My husband and I stayed with my grandmother, and with Beulah, after they passed. Holding a body in transition is not easy. Staying present to what’s left behind is hard work. My grandmother had already died when we were called to her bedside. I don’t know what compelled me to do so, but I climbed into bed with my grandmother’s body and stayed there for hours while we waited for those in charge of her transport to arrive. After my parents and grandfather left, my husband and I sang and cried before settling into the quiet impossibility of that holy moment. Flesh of my flesh. Heart of my heart.

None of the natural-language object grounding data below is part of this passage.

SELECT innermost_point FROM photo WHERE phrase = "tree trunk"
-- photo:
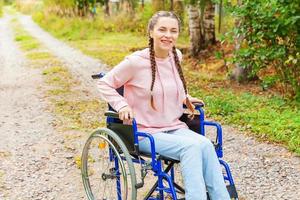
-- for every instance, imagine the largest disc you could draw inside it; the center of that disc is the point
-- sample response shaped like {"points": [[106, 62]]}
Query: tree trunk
{"points": [[172, 5], [209, 23], [196, 38], [106, 7], [158, 5], [178, 7]]}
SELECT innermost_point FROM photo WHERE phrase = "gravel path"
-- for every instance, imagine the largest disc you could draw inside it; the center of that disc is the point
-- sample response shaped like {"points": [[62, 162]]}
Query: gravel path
{"points": [[261, 170], [81, 65], [33, 163]]}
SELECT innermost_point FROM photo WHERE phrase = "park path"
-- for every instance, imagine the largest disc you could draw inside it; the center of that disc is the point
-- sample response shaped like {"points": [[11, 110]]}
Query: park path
{"points": [[261, 170], [34, 164]]}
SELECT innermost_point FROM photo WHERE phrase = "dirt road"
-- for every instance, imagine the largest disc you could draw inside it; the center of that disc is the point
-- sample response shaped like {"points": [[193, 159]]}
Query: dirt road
{"points": [[35, 165]]}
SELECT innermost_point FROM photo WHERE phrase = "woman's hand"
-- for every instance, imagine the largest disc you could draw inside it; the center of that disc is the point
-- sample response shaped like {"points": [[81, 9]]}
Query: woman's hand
{"points": [[125, 113], [195, 100]]}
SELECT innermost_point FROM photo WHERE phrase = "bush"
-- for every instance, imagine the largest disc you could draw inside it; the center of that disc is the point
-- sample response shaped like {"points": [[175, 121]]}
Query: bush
{"points": [[1, 7], [270, 39]]}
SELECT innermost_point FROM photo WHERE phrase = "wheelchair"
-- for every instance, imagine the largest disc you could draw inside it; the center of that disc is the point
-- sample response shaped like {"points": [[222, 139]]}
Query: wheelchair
{"points": [[113, 168]]}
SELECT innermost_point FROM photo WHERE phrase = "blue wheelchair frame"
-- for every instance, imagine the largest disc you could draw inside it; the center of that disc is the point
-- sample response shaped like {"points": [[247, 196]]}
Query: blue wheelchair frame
{"points": [[156, 159]]}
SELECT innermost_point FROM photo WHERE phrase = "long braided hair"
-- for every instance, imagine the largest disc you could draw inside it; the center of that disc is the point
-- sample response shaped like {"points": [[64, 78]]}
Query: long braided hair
{"points": [[151, 25]]}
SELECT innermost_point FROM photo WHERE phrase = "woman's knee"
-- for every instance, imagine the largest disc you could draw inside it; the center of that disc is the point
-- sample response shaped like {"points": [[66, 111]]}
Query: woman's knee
{"points": [[201, 144]]}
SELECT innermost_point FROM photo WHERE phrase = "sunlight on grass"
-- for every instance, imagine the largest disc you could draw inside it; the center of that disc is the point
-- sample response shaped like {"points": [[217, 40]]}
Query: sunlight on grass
{"points": [[267, 117]]}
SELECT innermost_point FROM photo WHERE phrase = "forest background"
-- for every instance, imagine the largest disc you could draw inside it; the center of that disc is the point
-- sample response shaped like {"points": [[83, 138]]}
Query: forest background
{"points": [[241, 57]]}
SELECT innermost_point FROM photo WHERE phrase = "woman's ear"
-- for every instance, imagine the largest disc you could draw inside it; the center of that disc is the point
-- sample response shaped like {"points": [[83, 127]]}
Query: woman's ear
{"points": [[151, 34]]}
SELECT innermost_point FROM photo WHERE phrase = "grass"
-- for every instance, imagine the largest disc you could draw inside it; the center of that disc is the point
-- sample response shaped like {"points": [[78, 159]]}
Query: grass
{"points": [[69, 103], [265, 116], [1, 7]]}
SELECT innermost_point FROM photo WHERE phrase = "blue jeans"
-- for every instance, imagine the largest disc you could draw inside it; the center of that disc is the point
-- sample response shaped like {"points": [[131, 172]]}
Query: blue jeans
{"points": [[199, 164]]}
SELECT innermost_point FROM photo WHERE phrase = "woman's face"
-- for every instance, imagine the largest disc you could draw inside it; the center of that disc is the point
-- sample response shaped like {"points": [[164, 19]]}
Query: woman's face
{"points": [[165, 33]]}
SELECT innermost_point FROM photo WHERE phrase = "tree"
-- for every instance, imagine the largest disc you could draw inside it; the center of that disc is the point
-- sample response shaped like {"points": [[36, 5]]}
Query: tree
{"points": [[209, 23], [196, 37]]}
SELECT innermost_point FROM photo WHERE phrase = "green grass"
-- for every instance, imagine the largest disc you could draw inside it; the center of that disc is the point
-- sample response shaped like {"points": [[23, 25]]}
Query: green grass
{"points": [[68, 101], [266, 117], [95, 38], [1, 7]]}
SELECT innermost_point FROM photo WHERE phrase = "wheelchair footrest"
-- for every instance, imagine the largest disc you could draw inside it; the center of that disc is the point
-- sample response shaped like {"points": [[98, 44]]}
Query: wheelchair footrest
{"points": [[232, 191]]}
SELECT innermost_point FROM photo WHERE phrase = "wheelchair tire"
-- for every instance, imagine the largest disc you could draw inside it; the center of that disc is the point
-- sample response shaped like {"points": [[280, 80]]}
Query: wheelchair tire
{"points": [[107, 168]]}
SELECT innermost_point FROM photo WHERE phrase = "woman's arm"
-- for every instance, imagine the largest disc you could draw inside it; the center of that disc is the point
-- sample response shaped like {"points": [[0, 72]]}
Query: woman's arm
{"points": [[114, 79]]}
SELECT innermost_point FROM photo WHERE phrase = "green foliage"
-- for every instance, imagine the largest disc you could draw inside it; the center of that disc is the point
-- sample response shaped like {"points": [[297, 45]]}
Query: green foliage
{"points": [[268, 118], [1, 7], [270, 33]]}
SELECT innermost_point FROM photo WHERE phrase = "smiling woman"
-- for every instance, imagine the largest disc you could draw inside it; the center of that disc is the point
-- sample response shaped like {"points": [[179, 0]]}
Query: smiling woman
{"points": [[154, 92]]}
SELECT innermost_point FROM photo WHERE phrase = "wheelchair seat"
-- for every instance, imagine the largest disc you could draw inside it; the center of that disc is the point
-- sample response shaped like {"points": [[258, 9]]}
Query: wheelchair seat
{"points": [[121, 152]]}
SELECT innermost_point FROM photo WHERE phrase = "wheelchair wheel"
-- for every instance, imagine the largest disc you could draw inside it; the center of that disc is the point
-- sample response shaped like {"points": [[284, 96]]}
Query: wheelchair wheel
{"points": [[107, 169]]}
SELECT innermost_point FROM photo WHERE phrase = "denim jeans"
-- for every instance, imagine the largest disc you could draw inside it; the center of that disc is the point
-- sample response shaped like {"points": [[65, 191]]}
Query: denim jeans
{"points": [[199, 164]]}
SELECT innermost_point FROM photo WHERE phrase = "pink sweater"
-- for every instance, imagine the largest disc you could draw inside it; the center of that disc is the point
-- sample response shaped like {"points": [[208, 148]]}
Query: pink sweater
{"points": [[134, 72]]}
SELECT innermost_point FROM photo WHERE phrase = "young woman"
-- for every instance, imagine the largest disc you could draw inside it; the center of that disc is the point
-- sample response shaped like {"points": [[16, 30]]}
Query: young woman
{"points": [[154, 92]]}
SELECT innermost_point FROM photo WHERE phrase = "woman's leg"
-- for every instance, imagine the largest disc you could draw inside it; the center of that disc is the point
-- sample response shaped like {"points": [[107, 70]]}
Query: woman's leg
{"points": [[212, 172], [196, 154], [189, 153]]}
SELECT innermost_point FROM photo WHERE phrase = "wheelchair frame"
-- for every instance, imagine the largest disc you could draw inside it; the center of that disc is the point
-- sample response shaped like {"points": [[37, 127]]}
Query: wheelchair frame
{"points": [[129, 139]]}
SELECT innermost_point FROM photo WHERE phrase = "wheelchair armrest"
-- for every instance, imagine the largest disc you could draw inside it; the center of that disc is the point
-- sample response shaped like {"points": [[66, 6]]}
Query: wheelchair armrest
{"points": [[112, 114], [98, 76], [197, 105], [153, 151]]}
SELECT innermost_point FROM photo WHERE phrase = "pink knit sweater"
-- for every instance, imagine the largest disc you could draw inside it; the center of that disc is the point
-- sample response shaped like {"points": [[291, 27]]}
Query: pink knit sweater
{"points": [[134, 72]]}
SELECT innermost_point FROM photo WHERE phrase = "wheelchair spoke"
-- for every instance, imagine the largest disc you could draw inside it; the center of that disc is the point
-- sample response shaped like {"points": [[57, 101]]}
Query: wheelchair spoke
{"points": [[107, 174]]}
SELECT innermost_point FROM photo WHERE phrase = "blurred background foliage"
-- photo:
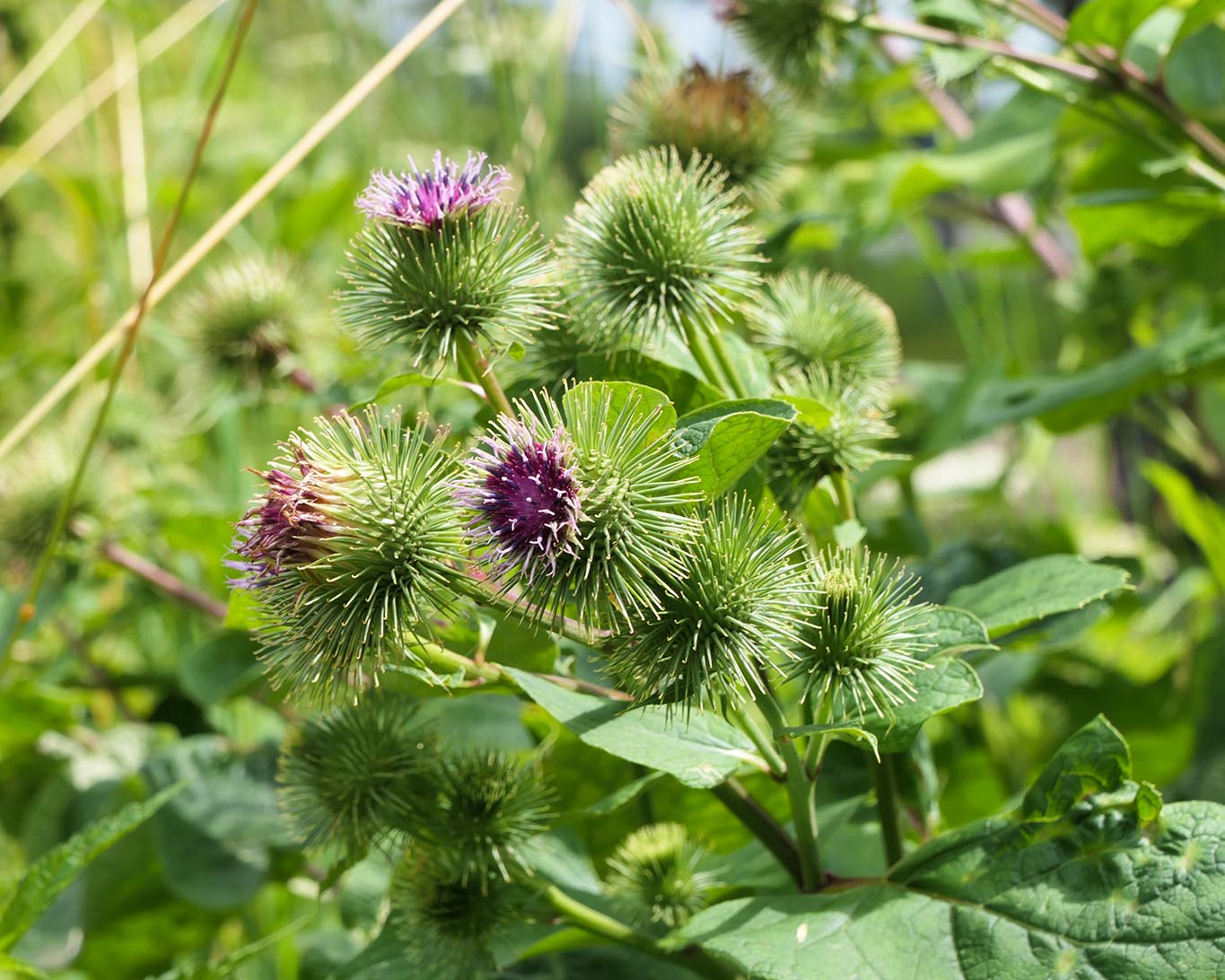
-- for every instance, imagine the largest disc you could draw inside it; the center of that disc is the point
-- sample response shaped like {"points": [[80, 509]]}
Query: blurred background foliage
{"points": [[1060, 398]]}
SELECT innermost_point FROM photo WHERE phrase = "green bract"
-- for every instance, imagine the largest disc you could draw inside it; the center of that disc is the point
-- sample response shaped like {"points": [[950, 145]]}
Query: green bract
{"points": [[655, 879], [862, 642], [750, 133], [349, 550], [473, 279], [346, 775], [657, 244], [828, 319], [735, 610], [482, 808], [848, 442]]}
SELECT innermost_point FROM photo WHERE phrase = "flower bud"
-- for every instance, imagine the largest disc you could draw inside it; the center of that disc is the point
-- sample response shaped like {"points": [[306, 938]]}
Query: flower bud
{"points": [[737, 610], [655, 244], [862, 641], [442, 262], [349, 550]]}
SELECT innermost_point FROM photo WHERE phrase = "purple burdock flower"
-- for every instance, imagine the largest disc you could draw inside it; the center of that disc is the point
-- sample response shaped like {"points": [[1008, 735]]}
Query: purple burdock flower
{"points": [[284, 528], [426, 198], [526, 500]]}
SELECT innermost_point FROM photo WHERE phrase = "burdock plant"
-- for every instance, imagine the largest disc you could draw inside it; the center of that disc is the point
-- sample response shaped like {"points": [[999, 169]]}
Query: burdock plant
{"points": [[581, 505], [657, 244], [348, 774], [349, 550], [862, 642], [732, 615], [827, 319], [729, 117], [443, 268]]}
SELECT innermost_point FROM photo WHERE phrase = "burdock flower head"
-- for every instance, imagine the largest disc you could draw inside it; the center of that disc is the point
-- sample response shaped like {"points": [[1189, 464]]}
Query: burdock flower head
{"points": [[657, 879], [831, 321], [750, 133], [846, 442], [346, 775], [426, 200], [582, 503], [734, 614], [349, 550], [658, 244], [862, 642], [442, 265]]}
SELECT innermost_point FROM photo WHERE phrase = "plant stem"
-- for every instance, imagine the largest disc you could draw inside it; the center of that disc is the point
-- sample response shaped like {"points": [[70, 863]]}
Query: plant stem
{"points": [[761, 823], [478, 369], [887, 805], [799, 791], [729, 368], [845, 497], [162, 580], [608, 927], [702, 355]]}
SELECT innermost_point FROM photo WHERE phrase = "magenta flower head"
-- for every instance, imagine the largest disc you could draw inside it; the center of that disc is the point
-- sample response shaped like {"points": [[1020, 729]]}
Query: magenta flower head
{"points": [[524, 496], [426, 198]]}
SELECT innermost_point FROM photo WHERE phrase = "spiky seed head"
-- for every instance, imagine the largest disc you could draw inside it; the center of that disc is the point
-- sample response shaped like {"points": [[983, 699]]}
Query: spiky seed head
{"points": [[248, 316], [654, 876], [451, 922], [848, 442], [862, 642], [349, 550], [735, 611], [430, 198], [484, 806], [615, 493], [346, 775], [440, 264], [828, 319], [792, 38], [33, 484], [655, 242], [750, 133]]}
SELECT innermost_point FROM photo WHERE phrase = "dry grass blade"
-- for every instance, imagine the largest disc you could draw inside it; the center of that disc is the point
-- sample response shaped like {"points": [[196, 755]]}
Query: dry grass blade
{"points": [[234, 215]]}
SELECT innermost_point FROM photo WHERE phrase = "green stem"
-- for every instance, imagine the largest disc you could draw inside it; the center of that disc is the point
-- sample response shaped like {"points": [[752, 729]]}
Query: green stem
{"points": [[479, 370], [702, 355], [729, 368], [799, 791], [764, 741], [845, 497], [608, 927], [887, 805], [761, 823]]}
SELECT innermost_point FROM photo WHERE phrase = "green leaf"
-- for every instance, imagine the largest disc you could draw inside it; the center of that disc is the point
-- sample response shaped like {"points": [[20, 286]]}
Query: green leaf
{"points": [[60, 866], [724, 440], [620, 395], [1095, 895], [946, 684], [1109, 21], [220, 668], [836, 728], [1094, 759], [1194, 76], [700, 751], [1037, 588]]}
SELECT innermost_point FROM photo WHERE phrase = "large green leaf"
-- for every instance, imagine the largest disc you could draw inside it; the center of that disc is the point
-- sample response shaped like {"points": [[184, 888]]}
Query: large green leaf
{"points": [[1037, 588], [1100, 892], [724, 440], [701, 750], [60, 866]]}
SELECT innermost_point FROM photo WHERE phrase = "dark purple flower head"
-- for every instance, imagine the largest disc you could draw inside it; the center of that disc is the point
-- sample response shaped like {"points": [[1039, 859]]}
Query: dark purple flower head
{"points": [[283, 528], [426, 198], [526, 500]]}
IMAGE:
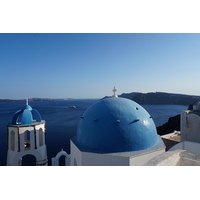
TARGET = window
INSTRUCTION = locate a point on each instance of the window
(41, 142)
(27, 136)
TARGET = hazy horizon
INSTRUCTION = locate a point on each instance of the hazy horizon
(89, 65)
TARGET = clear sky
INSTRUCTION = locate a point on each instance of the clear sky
(89, 65)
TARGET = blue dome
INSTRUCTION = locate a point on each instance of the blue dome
(115, 125)
(26, 116)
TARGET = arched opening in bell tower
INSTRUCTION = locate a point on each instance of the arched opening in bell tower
(27, 143)
(28, 160)
(12, 141)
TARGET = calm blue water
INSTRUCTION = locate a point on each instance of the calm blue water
(62, 121)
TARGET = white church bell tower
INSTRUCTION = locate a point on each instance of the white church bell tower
(26, 136)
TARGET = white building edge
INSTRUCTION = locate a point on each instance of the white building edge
(113, 132)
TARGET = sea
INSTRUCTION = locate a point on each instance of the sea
(62, 121)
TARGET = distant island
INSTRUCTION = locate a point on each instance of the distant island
(32, 99)
(161, 98)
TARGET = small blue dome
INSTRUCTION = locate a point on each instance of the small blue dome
(115, 125)
(26, 116)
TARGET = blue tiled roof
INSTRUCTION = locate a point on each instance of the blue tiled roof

We held Beulah’s body, too, after the drugs stopped her heart and slowed her breath until all we could hear were our own sobs. Some things you cannot know until you hold life in your hands and let it go. As we reckon in this season with the calculus of choice itself, I like to think that our learning can honor this deep truth: life and death come for us all. Even then, they do not play fair. When we hold death gently among us, climbing into its arms to be comforted by that which awaits us all, some of our choices become clearer. Sometimes, we get to learn that so many choices aren’t ours to make at all. I like to think that our newest family member, Ezra, will live into the examples set by the two-and four-legged creatures who journeyed with us until their end. I like to think that we have learned from those who lived and died among us. I also like to think that he’ll just be a great dog. What I know for certain is that that my grandmother would have smiled at Ezra’s big paws and floppy ears. She would not have remembered his name, but she would have reached out her hand and loved him.